Abstract

Epicardial mapping and ablation of ventricular tachycardia (VT) has been increasingly performed. Occasionally additional ablation is necessary, requiring repeat percutaneous access to the pericardial space. We studied 30 consecutive patients who required a repeat epicardial procedure. We specifically examined the success and safety of repeat percutaneous pericardial access as well as the ability to map and ablate epicardial VT targets. Percutaneous pericardial access at a median of 110 days after the last procedure was successful in all 30 patients. Significant adhesions interfering with catheter mapping were encountered in 7 patients (23%); 6 had received intrapericardial triamcinolone acetate (IPTA) with prior procedures.

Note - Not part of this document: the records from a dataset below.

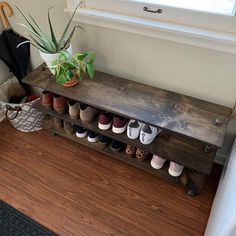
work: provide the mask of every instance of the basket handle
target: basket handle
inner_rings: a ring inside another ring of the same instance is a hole
[[[9,112],[9,111],[16,111],[15,116],[12,117],[12,118],[10,118],[10,117],[8,116],[8,112]],[[6,105],[6,112],[5,112],[5,115],[6,115],[7,119],[9,119],[9,120],[14,120],[14,119],[16,119],[16,117],[18,116],[18,114],[19,114],[20,111],[22,111],[22,109],[21,109],[20,106],[11,107],[11,106],[9,106],[9,105]]]

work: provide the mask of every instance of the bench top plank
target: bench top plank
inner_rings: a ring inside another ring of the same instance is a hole
[[[168,131],[221,147],[231,109],[96,71],[77,86],[56,84],[42,64],[24,83],[72,98],[88,105],[137,119]],[[216,125],[215,120],[221,122]]]

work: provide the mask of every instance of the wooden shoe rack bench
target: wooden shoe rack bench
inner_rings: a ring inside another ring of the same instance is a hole
[[[227,123],[232,110],[206,101],[144,85],[127,79],[95,72],[93,80],[84,79],[78,85],[65,88],[56,84],[52,74],[42,64],[24,78],[24,83],[39,87],[91,105],[101,110],[136,119],[160,127],[162,132],[149,145],[128,139],[126,133],[114,134],[111,130],[97,128],[97,120],[85,125],[78,120],[71,120],[68,114],[59,115],[54,110],[47,110],[37,102],[35,107],[51,117],[59,117],[76,125],[98,131],[112,139],[121,141],[143,150],[173,160],[185,166],[180,177],[168,173],[168,163],[160,170],[150,165],[150,160],[140,162],[129,158],[124,152],[114,153],[110,148],[101,149],[96,143],[68,135],[63,129],[56,128],[52,122],[46,122],[53,134],[94,148],[112,158],[186,186],[189,195],[199,193],[214,163],[215,154],[222,146]]]

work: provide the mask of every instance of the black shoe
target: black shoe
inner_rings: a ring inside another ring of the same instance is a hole
[[[88,141],[90,143],[96,143],[98,141],[98,133],[92,131],[92,130],[88,130],[88,137],[87,137]]]
[[[122,148],[124,148],[124,144],[119,141],[112,140],[110,148],[113,152],[119,152]]]
[[[85,129],[82,126],[77,126],[76,127],[76,132],[75,132],[76,137],[78,138],[84,138],[87,136],[87,129]]]

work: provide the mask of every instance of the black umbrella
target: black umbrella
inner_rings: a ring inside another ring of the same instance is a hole
[[[6,63],[9,70],[15,75],[29,95],[30,88],[23,84],[21,79],[27,74],[30,44],[23,44],[17,48],[17,45],[28,39],[20,36],[11,29],[4,8],[7,10],[8,16],[13,14],[12,8],[8,3],[0,2],[0,16],[4,27],[4,31],[0,35],[0,59]]]

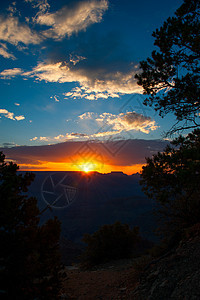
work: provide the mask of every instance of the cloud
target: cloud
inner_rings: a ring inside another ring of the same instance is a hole
[[[4,70],[0,73],[4,79],[15,75],[35,77],[36,80],[46,82],[74,82],[80,87],[64,93],[68,98],[84,98],[88,100],[119,98],[120,95],[141,93],[142,88],[137,84],[134,76],[136,70],[127,73],[120,71],[108,72],[103,70],[88,71],[87,68],[72,67],[66,62],[39,63],[32,71],[23,72],[19,68]]]
[[[0,40],[17,46],[19,43],[39,44],[42,38],[28,25],[21,24],[18,17],[0,16]]]
[[[150,117],[138,114],[135,111],[120,113],[118,115],[103,113],[96,119],[96,121],[102,124],[107,123],[113,130],[120,132],[136,130],[148,134],[149,131],[153,131],[158,128],[155,121]]]
[[[49,10],[50,5],[47,0],[24,0],[27,3],[30,3],[33,8],[39,10],[36,16],[46,13]]]
[[[30,139],[30,141],[36,141],[38,139],[37,136],[35,136],[34,138]]]
[[[4,115],[5,118],[15,120],[14,113],[9,112],[7,109],[0,109],[0,114]]]
[[[9,79],[11,77],[15,77],[17,75],[23,74],[22,69],[20,68],[13,68],[13,69],[7,69],[0,73],[1,79]]]
[[[43,31],[44,36],[61,40],[66,35],[70,37],[73,33],[86,30],[91,24],[99,23],[107,9],[106,0],[80,1],[55,13],[40,14],[36,22],[50,27]]]
[[[4,151],[9,159],[17,163],[38,164],[44,162],[71,163],[72,158],[77,160],[82,156],[101,156],[103,162],[112,165],[133,165],[145,163],[145,157],[151,157],[157,151],[163,151],[168,143],[161,140],[118,140],[118,141],[66,141],[54,145],[18,146]],[[121,149],[118,151],[118,149]],[[55,155],[56,153],[56,155]],[[113,155],[113,153],[117,153]],[[81,156],[80,156],[81,155]],[[79,157],[80,156],[80,157]]]
[[[11,59],[16,59],[16,57],[8,52],[8,48],[5,44],[0,43],[0,55],[3,56],[4,58],[11,58]]]
[[[0,109],[0,114],[2,114],[5,118],[10,119],[10,120],[17,120],[21,121],[24,120],[24,116],[14,116],[14,113],[9,112],[7,109],[1,108]]]
[[[24,116],[16,116],[15,117],[15,120],[17,120],[17,121],[21,121],[21,120],[24,120],[24,119],[25,119]]]
[[[4,148],[17,146],[15,143],[3,143],[2,145]]]
[[[87,120],[87,119],[93,119],[93,117],[95,116],[95,113],[93,112],[86,112],[80,116],[78,116],[81,120]]]

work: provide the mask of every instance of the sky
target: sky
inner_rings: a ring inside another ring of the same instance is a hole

Using blunt dissection with a deflected ablation catheter and a steerable sheath, adhesions were divided allowing for complete catheter mapping in 5 patients with areas of dense adherence compartmentalizing the pericardium in 1 patient and precluding ablation over previously targeted ablation site in the second. Targeted VT noninducibility was achieved in 27 (90%) patients including 7 patients with adhesions. No direct complications related to pericardial access or adhesions disruption occurred. One periprocedural death occurred from refractory cardiogenic shock in patient with LV ejection fraction of 10%. Another patient developed asymptomatic positive Haemophilus influenzae pericardial fluid cultures identified at second procedure, which was successfully treated. Repeat access can be obtained after prior epicardial ablation. Adhesions from prior procedures may limit mapping, but can usually be disrupted mechanically and allow for ablation of recurrent VT. IPTA may not completely prevent adhesions.